Word of the Day: LICKSPITTLE


ETYMOLOGY
from lick (vb.) + spittle (a house or place for the reception of the indigent or diseased)


EXAMPLE
“…Yes – and to hear his lickspittles speak, you would think that a man of great and versatile talents was a miracle; whereas there are some thousands of them publicly acknowledged in England at this day…”

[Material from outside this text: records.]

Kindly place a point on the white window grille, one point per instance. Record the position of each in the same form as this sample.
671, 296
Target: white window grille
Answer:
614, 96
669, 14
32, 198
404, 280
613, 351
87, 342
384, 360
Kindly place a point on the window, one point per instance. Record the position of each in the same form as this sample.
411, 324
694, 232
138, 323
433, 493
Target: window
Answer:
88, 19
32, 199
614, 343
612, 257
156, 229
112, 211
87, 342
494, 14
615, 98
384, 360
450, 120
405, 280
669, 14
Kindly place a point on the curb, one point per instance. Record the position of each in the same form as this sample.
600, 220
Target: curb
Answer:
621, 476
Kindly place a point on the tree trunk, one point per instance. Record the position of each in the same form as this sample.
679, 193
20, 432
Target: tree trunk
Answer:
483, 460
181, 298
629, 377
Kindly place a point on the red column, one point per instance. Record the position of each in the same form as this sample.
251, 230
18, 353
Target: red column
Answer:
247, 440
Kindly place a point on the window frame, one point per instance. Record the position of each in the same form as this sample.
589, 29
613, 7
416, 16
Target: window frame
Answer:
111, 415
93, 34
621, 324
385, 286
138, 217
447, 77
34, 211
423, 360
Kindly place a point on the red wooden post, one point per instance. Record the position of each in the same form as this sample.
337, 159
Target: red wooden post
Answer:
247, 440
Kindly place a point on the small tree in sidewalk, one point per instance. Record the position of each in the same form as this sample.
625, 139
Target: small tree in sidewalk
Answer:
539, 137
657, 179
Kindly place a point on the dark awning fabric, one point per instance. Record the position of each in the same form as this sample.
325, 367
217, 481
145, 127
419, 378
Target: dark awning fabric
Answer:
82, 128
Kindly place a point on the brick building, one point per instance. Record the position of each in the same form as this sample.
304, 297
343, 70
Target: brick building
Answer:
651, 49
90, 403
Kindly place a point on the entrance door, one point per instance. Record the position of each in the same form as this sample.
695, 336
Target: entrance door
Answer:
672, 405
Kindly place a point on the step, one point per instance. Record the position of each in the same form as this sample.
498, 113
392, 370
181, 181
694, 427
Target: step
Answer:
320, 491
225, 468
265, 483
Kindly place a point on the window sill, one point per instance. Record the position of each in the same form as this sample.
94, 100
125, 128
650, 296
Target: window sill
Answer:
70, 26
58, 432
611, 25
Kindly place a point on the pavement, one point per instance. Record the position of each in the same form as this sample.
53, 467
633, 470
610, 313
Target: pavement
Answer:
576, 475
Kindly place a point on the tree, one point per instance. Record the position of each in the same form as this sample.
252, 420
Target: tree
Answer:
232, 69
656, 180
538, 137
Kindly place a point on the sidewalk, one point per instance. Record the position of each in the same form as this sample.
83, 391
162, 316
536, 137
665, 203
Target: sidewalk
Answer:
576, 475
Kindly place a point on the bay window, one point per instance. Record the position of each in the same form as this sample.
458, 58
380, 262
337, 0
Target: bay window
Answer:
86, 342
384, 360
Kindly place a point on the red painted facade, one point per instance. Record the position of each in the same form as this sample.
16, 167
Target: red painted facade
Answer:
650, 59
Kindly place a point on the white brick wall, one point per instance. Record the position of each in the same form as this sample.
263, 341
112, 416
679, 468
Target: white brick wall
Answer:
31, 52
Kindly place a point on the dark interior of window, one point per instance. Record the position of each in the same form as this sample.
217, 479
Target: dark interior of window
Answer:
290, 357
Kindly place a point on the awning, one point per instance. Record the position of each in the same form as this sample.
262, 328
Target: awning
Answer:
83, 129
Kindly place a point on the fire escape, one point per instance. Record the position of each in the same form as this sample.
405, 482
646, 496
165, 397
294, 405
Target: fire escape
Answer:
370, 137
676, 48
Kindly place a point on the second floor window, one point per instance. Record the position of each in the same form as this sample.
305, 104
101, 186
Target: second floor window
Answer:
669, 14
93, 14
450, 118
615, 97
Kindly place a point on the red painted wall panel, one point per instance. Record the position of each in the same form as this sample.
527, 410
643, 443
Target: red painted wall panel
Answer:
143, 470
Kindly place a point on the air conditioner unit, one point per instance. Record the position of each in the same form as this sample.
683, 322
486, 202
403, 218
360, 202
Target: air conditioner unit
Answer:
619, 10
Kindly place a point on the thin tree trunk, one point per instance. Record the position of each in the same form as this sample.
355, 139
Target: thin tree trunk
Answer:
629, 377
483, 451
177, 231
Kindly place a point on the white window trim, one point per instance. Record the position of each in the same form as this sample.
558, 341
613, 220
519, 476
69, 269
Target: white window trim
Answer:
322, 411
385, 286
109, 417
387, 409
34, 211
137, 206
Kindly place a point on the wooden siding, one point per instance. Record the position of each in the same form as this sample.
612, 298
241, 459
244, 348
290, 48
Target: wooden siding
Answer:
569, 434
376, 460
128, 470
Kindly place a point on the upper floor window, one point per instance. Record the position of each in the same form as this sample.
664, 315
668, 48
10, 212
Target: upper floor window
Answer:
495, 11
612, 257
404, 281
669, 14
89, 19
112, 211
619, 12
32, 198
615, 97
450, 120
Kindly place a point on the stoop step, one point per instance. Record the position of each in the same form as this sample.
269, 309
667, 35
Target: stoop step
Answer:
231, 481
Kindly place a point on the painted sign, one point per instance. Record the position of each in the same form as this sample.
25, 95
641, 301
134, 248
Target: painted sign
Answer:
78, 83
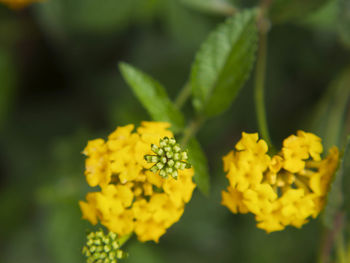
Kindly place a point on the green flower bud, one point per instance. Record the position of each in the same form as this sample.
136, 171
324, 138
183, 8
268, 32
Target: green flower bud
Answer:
168, 158
102, 248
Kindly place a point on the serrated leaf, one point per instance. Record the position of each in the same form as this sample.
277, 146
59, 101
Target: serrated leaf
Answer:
200, 164
223, 63
288, 10
153, 96
344, 21
335, 198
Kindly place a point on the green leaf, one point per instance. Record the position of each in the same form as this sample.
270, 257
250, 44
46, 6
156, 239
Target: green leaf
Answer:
335, 199
328, 122
211, 6
153, 97
288, 10
223, 63
7, 84
200, 164
344, 21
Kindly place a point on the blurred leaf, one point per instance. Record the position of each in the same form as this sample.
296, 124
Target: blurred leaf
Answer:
7, 83
90, 16
223, 63
153, 96
346, 178
335, 197
289, 10
180, 22
329, 120
211, 6
344, 21
200, 164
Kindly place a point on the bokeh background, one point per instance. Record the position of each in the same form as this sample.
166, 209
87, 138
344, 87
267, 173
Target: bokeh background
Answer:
60, 87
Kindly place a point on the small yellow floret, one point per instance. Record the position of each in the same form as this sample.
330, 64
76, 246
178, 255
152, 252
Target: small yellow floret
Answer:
286, 189
132, 198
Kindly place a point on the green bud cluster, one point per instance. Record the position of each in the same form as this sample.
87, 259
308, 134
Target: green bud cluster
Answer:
168, 158
101, 248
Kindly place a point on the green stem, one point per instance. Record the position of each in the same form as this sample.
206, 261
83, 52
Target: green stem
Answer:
122, 240
259, 86
184, 94
340, 249
191, 130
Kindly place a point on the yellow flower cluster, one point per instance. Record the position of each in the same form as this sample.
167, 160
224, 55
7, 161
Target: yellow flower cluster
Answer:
285, 189
132, 198
17, 4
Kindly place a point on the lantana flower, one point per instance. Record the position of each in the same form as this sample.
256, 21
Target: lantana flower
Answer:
133, 198
285, 189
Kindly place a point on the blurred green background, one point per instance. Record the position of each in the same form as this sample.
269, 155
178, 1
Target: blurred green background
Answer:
60, 87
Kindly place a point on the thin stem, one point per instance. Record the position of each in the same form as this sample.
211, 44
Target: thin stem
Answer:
122, 240
191, 130
259, 83
184, 94
341, 254
329, 238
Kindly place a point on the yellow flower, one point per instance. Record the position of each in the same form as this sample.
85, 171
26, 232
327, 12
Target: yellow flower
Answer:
17, 4
286, 189
132, 198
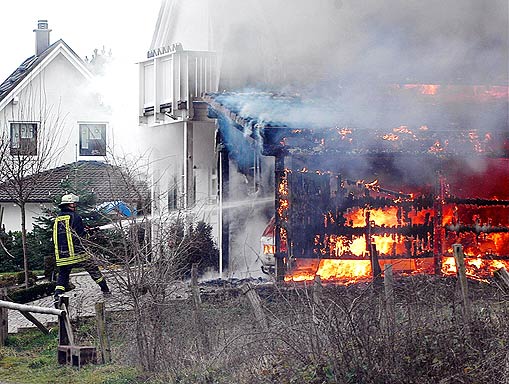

From: Noctes Ambrosianae (J. Wilson) in Blackwood’s Edinburgh Magazine,
Volume XVIII, July-December, 1825

Word of the Day: PUSILL


ETYMOLOGY
from: a) Middle French pusillepuzilpusil (very small, weak),
b) Latin pusillus (very small, insignificant, petty) from pusus (boy) + -illus 


EXAMPLE
“…And to amase her weake, and pusill minde,
In creepe through crannies of imagination.
Deformd Idean formes, and phansies blinde.
Sent foorth by hir sicke sences, instigation.
Like staringe greisly fendes, threatninge invasion.
Presenting to her heart, the homely iarres.
And houshold cares, accurringe nuptiall warres…”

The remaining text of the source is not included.